Going forward, Labour could endeavour to come together around its now considerable individualism and openness. With this, the party could attempt to embrace somehow the increasing porousness and fluidity that many have been so concerned about since Corbyn’s rise and the leadership election of 2015. This would require elites and members alike to abandon the kind of historicism that is embedded within the psyche of the party, a shift that seems unlikely to be achieved if the 2015 leadership contest is anything to go by.

Instead, and in order to restore a sense of internal coherence on familiar territory, the Labour Party could now attempt to return to a class-based politics and conception of itself. However, whilst this might provide an internal coherence as an organisation, there would no doubt be considerable debate about whether such a basis could be viable electorally. It is unlikely that Labour will alone determine the nature and salience of class issues in that particular regard and the awkward and divisive legacy of the New Labour is still being dealt with.

Alternatively, Labour could attempt to be bolder. Perhaps these recent problems signal a need for the party to seek to redefine itself a more substantial way and develop a more precise statement of what its politics is, who it is for and how it should function. In many ways, debates over this have already begun as party elites have argued over Labour’s political borders. Whether bigger debates begin about the recodification of Labour principles and a more precise modification of Labour’s ‘broad church’ in thought and organisational structure is yet to be seen. Regardless, how Labour deals with these issues and engages in the construction of its organisational community going forward will continue to have important ramifications for the party’s cohesion and sense of self.

Postscript: the 2016 leadership contest and 2017 general election

Since this article was written, Labour’s internal politics have gone through further significant developments. Disquiet within the Parliamentary Labour Party over Corbyn’s leadership spilled over in June 2016 and culminated in a leadership contest. In this contest, the debates about entryism and Labour’s borders outlined above continued in much the same form as in 2015. The involvement of new members in the leadership ballot and the participation of Momentum members in party affairs proved particularly contentious.

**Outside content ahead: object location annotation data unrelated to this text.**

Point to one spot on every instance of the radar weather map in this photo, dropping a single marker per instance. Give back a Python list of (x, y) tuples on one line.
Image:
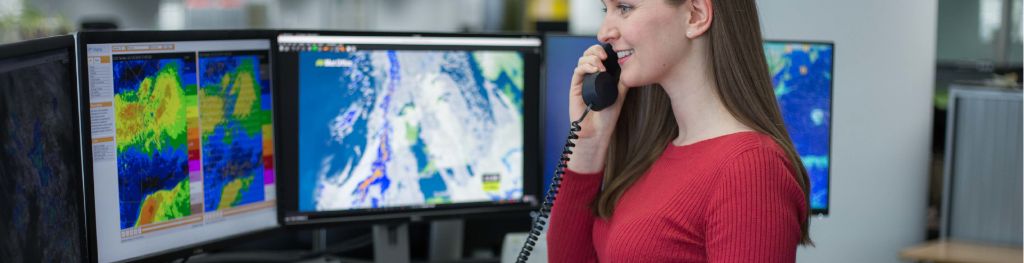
[(194, 133), (236, 129), (152, 97), (802, 75), (410, 128)]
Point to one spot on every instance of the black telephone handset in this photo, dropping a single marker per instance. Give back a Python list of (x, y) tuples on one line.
[(599, 91)]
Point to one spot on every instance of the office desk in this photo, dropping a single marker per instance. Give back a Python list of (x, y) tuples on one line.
[(962, 252)]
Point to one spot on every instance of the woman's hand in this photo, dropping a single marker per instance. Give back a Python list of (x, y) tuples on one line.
[(597, 128)]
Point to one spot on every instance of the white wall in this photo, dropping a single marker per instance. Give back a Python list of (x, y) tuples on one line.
[(885, 61)]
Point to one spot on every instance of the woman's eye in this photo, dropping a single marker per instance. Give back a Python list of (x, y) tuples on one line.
[(623, 9)]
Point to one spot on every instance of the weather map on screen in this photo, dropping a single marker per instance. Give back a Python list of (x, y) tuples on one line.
[(394, 128), (802, 76), (236, 128), (181, 143), (151, 97)]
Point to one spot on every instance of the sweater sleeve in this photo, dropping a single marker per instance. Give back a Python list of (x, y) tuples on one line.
[(755, 210), (570, 232)]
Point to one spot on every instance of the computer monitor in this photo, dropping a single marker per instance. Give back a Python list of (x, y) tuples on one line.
[(560, 55), (180, 139), (801, 74), (402, 126), (41, 210)]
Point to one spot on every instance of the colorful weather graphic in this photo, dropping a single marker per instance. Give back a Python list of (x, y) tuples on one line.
[(235, 117), (152, 94)]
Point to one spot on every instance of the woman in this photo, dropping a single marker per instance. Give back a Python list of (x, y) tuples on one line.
[(692, 163)]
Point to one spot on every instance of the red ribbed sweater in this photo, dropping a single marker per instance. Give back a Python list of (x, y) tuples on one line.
[(728, 199)]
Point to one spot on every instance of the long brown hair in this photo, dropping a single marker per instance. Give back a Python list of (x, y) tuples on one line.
[(646, 121)]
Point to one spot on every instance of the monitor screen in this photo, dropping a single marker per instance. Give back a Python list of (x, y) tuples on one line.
[(802, 77), (181, 142), (41, 210), (802, 74), (397, 124), (560, 56)]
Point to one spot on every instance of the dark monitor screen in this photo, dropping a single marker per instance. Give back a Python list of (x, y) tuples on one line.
[(802, 77), (41, 209), (181, 138), (391, 126)]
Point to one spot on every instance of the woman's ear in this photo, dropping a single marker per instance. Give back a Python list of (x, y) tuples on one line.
[(700, 17)]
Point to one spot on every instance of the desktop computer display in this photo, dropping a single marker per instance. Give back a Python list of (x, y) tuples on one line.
[(388, 126), (801, 74), (41, 209), (180, 138)]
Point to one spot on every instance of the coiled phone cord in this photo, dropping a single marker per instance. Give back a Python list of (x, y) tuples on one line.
[(549, 198)]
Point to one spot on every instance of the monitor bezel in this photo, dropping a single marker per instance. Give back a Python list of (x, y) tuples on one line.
[(287, 106), (108, 37), (49, 44), (832, 112)]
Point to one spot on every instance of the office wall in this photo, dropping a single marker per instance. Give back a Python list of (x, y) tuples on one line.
[(885, 61)]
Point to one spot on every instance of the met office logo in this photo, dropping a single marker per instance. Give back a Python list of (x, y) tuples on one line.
[(333, 62)]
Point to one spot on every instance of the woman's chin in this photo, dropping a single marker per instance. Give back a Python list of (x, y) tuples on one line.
[(628, 81)]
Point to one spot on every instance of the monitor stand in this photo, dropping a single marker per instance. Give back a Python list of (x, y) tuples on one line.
[(391, 242)]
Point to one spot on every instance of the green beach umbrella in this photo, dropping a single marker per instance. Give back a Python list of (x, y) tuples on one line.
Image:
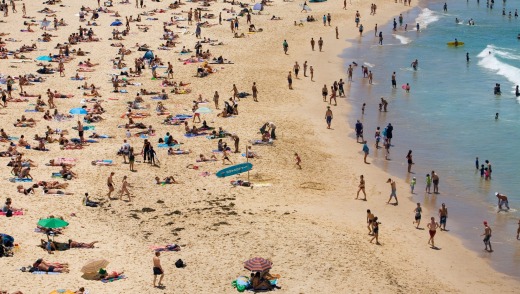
[(52, 223)]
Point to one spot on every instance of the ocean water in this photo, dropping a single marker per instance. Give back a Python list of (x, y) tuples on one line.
[(448, 118)]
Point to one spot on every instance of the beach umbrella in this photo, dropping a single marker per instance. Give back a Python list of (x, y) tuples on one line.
[(148, 55), (116, 23), (203, 110), (93, 266), (62, 291), (258, 264), (78, 111), (8, 240), (43, 58), (52, 223)]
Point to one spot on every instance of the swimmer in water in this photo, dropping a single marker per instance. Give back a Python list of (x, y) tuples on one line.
[(414, 64)]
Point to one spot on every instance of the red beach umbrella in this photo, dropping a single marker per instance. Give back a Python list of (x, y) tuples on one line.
[(258, 264)]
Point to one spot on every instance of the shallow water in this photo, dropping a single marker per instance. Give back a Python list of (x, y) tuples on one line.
[(448, 118)]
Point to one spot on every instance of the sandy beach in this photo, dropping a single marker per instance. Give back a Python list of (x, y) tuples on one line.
[(306, 221)]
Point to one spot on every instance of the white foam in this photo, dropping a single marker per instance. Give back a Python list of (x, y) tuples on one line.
[(489, 61), (403, 39), (426, 17)]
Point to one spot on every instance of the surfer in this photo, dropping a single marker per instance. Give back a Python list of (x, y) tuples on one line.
[(502, 200), (415, 64)]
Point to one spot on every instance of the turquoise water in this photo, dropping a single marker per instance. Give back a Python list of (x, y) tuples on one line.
[(448, 118)]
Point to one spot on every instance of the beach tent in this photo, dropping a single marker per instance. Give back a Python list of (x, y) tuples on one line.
[(116, 23), (7, 240), (148, 55), (43, 58)]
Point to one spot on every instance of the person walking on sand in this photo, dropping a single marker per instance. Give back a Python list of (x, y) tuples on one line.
[(370, 220), (254, 89), (417, 211), (157, 269), (410, 160), (502, 200), (375, 230), (366, 150), (328, 117), (487, 237), (215, 99), (124, 189), (362, 187), (296, 69), (393, 193), (443, 215), (110, 184), (298, 160), (432, 227)]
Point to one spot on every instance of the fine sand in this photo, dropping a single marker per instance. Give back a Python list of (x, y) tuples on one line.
[(306, 221)]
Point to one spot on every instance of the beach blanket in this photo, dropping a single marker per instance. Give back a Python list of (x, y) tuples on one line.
[(20, 180), (260, 142), (112, 280), (15, 213), (45, 273), (194, 135), (103, 162), (169, 247)]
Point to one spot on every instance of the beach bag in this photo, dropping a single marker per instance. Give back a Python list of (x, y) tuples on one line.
[(179, 263)]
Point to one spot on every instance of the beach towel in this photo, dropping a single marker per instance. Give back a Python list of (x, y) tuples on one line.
[(45, 273), (194, 135), (15, 213), (102, 162), (112, 280), (56, 175), (260, 142), (164, 145), (169, 247), (20, 180)]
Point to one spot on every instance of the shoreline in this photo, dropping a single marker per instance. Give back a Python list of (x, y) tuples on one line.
[(403, 186), (470, 211), (305, 221)]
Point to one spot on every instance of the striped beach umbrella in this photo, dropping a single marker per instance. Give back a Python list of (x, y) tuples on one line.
[(258, 264)]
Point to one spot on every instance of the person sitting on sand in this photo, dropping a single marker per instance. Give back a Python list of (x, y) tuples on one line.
[(167, 180), (41, 265), (104, 275), (203, 158), (75, 244)]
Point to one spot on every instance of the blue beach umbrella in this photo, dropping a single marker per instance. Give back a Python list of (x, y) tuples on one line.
[(43, 58), (78, 111), (116, 23)]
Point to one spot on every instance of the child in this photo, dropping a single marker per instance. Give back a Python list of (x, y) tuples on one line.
[(428, 183)]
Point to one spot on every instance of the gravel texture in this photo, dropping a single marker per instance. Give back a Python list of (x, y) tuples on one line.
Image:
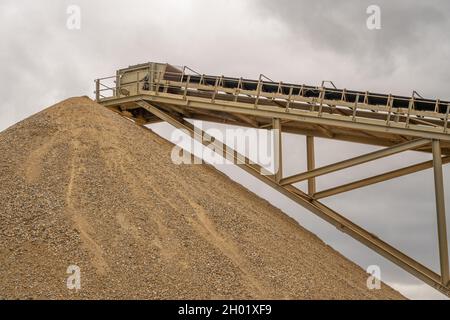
[(81, 185)]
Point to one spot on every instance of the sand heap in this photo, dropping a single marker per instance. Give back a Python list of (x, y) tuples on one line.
[(80, 185)]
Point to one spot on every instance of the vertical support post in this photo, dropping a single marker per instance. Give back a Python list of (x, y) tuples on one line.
[(97, 90), (440, 208), (277, 149), (310, 163)]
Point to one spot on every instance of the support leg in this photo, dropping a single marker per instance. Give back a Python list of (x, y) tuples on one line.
[(440, 208), (278, 161), (310, 163)]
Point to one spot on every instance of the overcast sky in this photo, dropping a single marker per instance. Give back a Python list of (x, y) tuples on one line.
[(42, 62)]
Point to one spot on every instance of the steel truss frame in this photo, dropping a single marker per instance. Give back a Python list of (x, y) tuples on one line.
[(311, 201), (395, 129)]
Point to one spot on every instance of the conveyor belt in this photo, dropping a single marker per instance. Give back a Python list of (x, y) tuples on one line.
[(371, 98)]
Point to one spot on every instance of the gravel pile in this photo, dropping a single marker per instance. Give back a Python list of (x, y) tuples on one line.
[(80, 185)]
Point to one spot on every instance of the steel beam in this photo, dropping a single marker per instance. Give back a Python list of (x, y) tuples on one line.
[(277, 149), (411, 145), (440, 209), (292, 114), (378, 178), (310, 163)]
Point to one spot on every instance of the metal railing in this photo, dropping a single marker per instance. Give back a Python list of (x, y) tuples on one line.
[(350, 103)]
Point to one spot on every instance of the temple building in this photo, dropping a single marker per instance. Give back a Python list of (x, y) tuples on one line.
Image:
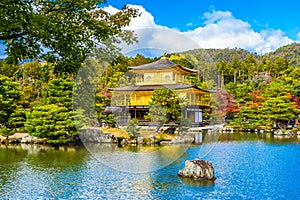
[(132, 101)]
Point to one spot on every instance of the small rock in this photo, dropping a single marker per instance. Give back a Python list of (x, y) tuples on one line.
[(164, 142), (140, 140), (198, 170), (185, 139), (28, 139)]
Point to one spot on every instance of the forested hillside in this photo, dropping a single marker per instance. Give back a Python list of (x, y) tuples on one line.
[(253, 91)]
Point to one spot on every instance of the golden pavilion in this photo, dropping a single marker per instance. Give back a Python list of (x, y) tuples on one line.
[(132, 101)]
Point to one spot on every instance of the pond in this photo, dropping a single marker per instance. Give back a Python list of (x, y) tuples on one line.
[(247, 166)]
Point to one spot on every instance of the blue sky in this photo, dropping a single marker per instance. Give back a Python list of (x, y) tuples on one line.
[(257, 26), (186, 15)]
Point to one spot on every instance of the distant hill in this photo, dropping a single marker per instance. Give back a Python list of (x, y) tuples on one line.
[(290, 52), (217, 55)]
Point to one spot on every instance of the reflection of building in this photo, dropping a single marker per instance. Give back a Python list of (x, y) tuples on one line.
[(163, 73)]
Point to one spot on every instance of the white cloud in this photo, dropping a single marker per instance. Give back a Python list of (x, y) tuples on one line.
[(220, 30)]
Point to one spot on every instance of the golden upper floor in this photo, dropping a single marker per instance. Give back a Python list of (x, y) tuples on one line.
[(162, 71)]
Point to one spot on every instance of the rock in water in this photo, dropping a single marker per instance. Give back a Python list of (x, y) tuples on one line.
[(198, 170)]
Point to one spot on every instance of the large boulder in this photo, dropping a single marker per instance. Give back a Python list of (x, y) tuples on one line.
[(198, 170)]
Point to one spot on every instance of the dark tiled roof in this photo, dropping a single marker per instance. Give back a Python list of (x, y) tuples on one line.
[(153, 87), (161, 64)]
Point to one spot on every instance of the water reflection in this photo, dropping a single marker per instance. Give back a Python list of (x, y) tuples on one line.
[(39, 168), (136, 158)]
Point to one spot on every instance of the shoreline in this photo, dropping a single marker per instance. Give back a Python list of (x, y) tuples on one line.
[(192, 136)]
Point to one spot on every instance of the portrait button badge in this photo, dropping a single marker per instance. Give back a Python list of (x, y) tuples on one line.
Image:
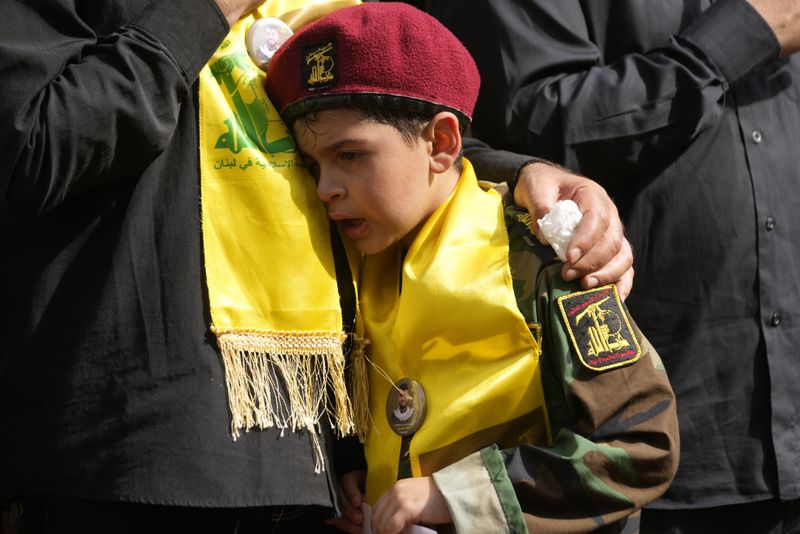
[(264, 37), (405, 406)]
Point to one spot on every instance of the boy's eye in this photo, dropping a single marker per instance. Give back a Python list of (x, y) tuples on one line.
[(312, 167)]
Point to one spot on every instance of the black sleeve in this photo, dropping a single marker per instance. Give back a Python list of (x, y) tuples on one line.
[(80, 108), (495, 165), (552, 93)]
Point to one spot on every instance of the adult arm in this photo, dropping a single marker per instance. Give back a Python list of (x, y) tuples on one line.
[(599, 253), (81, 109), (615, 443), (560, 97)]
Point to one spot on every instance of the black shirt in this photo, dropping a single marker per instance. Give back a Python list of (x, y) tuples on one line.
[(111, 386), (683, 111)]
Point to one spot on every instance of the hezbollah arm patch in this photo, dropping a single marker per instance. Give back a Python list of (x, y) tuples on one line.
[(599, 328)]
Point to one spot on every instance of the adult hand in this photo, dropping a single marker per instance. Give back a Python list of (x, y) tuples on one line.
[(351, 483), (783, 16), (409, 501), (236, 9), (598, 253)]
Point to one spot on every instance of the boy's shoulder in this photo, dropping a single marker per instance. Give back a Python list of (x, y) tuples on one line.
[(520, 224)]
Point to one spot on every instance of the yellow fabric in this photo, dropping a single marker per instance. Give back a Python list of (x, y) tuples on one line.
[(269, 266), (455, 328)]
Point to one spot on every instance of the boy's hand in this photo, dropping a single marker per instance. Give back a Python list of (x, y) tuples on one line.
[(352, 498), (236, 9), (598, 253), (410, 501)]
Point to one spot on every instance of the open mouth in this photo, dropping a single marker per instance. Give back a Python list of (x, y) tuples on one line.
[(350, 223)]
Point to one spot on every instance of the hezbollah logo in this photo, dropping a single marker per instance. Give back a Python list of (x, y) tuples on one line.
[(599, 328), (242, 85), (319, 68)]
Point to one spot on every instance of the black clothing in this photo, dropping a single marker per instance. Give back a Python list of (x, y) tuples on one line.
[(685, 114), (51, 514), (111, 385), (760, 517)]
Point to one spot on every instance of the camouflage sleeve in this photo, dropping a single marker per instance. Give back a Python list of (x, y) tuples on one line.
[(613, 422)]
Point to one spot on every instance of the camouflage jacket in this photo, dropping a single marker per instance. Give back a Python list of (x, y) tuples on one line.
[(610, 406)]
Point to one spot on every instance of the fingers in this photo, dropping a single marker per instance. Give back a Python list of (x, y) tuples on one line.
[(345, 526), (353, 497), (618, 270), (392, 513)]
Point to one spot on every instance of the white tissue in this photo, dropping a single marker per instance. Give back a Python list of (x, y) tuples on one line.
[(559, 225)]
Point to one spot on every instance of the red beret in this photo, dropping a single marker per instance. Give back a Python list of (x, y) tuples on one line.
[(387, 55)]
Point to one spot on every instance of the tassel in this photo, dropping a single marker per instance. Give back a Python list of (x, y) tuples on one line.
[(359, 387), (259, 367)]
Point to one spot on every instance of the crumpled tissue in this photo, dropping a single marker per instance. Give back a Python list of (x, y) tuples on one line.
[(559, 225)]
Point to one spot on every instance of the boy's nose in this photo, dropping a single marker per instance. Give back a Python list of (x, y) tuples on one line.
[(329, 190)]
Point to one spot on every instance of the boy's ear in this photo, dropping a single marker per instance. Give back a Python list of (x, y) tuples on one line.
[(445, 140)]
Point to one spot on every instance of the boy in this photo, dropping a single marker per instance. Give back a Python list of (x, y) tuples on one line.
[(537, 406)]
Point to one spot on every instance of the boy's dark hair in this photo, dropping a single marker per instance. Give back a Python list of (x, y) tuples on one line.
[(409, 124)]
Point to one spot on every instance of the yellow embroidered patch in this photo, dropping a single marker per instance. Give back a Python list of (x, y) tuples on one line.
[(319, 68), (599, 328)]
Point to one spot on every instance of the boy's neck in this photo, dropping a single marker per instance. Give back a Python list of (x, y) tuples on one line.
[(442, 187)]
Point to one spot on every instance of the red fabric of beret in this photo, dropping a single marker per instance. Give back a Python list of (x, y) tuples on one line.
[(388, 55)]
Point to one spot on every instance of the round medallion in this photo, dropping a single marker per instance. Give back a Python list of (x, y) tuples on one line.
[(264, 37), (405, 406)]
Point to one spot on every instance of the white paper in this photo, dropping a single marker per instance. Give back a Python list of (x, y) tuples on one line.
[(366, 527), (559, 225)]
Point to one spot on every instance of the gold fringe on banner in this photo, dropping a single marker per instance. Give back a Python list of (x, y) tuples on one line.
[(282, 380)]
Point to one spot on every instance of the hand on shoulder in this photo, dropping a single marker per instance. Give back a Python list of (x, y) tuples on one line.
[(599, 253)]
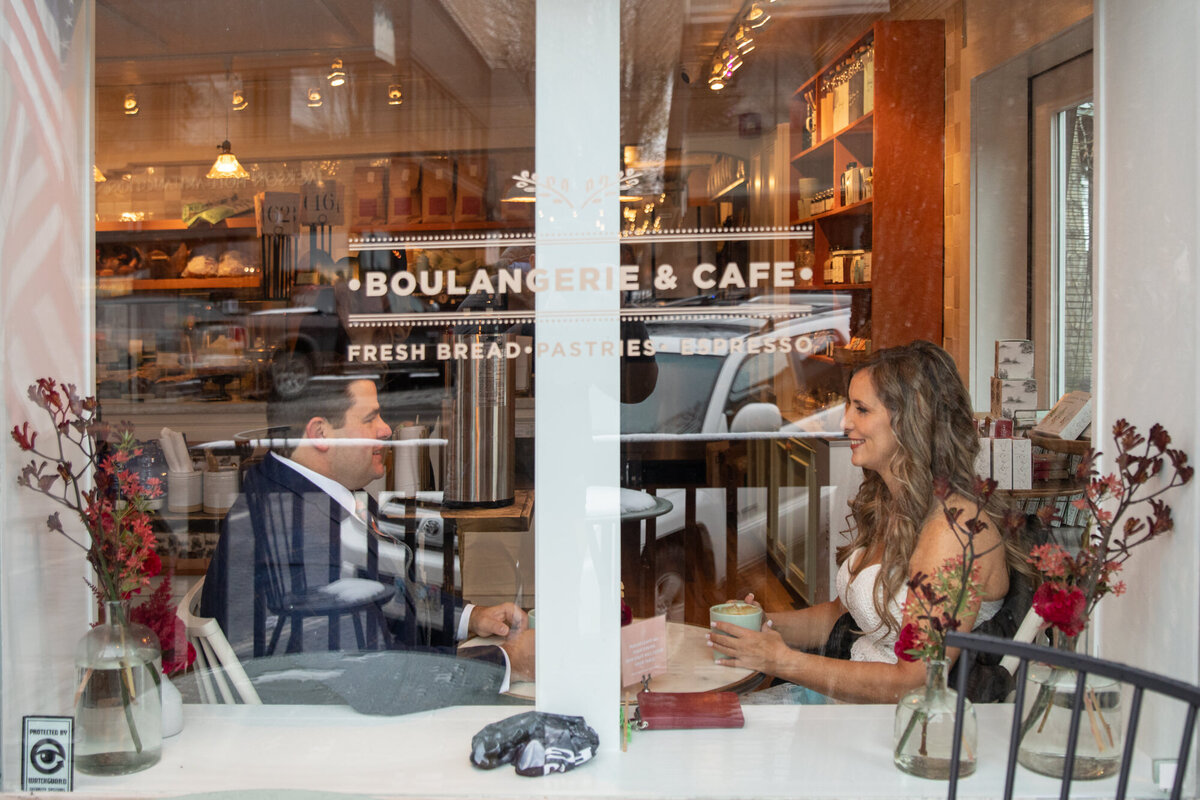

What has followed Corbyn’s victory in this second leadership contest has been a period of uneasy stalemate between the party’s left and moderate wings. This stalemate was initially reinforced by concerns that Theresa May might call a snap General Election. These concerns proved to be well founded, and Labour’s better-than-expected performance at the polls in June of 2017 further bolstered the position of Corbyn and his supporters. However, this stalemate has achieved little by way of resolving the tensions that exist within Labour’s imagined community, in which the party’s organisation remains both oriented towards a vision of open individualism and moved by a historical tribalism that is hard to shake off. Whether and how this tension is resolved will continue to be important for Labour’s integrity going forward.